The CyberWire Daily Podcast 5.9.18
Ep 595 | 5.9.18

Subborn IoT botnets. Razzle-dazzle HTML phishing lure. Fancy Bear's false flag. Busy Yahoo boys. Crooks turn from Tor to Telegram. Kaspersky and contractors. Patch notes. SB 315 vetoed.

Transcript

Dave Bittner: [00:00:03:22] Hide-and-Seek is a hard to flush botnet. A phishing technique takes advantage of an email client's rendering of HTML. Facebook death threats in 2015 are said to have been the work of Fancy Bear, dressed up as the Cyber Caliphate. Nigeria's Yahoo boys are busier than ever. DHS wonders what it will take to get US Federal contractors to get rid of Kaspersky. Crooks turn from Tor to Telegram. We've got some Patch Tuesday notes, and Georgia's governor vetoes a controversial cybersecurity bill.

Dave Bittner: [00:00:40:15] And now a word from our sponsor LookingGlass Cyber Solutions, an open letter from the malicious botnet on your network.

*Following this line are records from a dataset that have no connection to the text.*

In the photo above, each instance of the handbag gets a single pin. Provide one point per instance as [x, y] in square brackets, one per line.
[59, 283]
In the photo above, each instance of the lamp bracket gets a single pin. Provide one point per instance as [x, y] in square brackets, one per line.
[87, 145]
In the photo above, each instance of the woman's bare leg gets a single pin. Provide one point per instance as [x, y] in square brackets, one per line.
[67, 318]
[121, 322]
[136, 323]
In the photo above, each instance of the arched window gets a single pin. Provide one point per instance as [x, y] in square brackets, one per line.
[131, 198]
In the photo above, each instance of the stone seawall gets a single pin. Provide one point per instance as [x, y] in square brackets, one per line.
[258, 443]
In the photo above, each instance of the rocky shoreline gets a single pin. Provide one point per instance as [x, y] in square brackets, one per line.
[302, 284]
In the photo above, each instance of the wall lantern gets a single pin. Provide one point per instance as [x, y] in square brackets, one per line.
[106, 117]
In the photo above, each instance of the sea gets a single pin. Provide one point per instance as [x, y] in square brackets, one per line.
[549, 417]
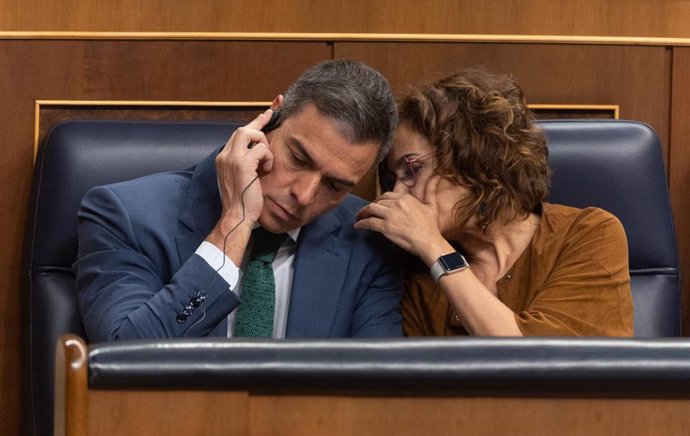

Botnet: [00:00:51:10] So here we are. It's just you and me at this godforsaken hour. You're looking right at me, too. I'm on the second monitor to the left. Had you seen me, you would have realized I'd compromised computers in your organization and they work for me now. Even if you had spotted me, your current process is too slow to catch me. You update your network rule sets once a week; I'll be in Cabo by then working on my tan.

Botnet: [00:01:17:06] I love getting to know your company by the way. Your financial data, personal records. I've got a piece of unsolicited advice for you, check out what LookingGlass Cyber solutions is doing. They've got some kick-butt technology that fends off cyber threats like me. Data breaches, ransomware and stolen credentials, in real time. Be a hero with the LookingGlass Scout Shield Threat Intelligence gateway. See the video at Lookingglasscyber.com.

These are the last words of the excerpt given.